Yes, but not all the laptops are affected.  There are some desktops that have this issue too...

My understanding is if laptop connect externally in non-production hours, chances are that they might be connecting to their local ISP and getting IP of exchange from outside - i.e. your external facing IP.

Your desktop if also are facing this issue - I'd say monitor and check if your DNS is sending out wrong responses. Possibly check if your forwarder OR client machine is set to external ISP DNS entries.

Regards,
Exchange_Geek

Yeah, I thought of that too...Made sure wireless was disabled and not connecting to the guest network (that is separate from internal network).  No entries in local host files.  Could problems with AD cause this?  It's almost like their internal requeste for DNS resolution is being sent to the DNS forwarders instead of being resolved internally.  Could problems with AD be causing this?

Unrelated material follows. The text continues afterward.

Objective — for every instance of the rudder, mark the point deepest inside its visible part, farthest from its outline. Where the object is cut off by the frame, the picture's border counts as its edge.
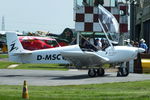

I gues more of DNS as its trying to send the requests to "Route hint servers" (Public DNS server) .......... Check DNS and see if communication over port 53 is working for DNS servers and you can do a NSLOOKUP and TRACERT to your DNS\DC or Exchange servers

- Rancy

When I do a tracert for the email server, it resolves to the public IP and then tries to go out the firewall...Very strange.  Every other DNS resolution internally works.

WOW ...... now thats strnage

OK do this check with tracert for DC|DNS and other application servers (MOC\BB whatever your have) ........ once you have a route just check where is the change or query differentiating :)

As thats one good route could be some Router or other issue that i suspect ..... be fast if you have query .... will be moving out in 20 mins :)

- Rancy

Not sure if I follow...You want me to do a tracert from the machine getting the bad record to a few of the DC's/DNS servers?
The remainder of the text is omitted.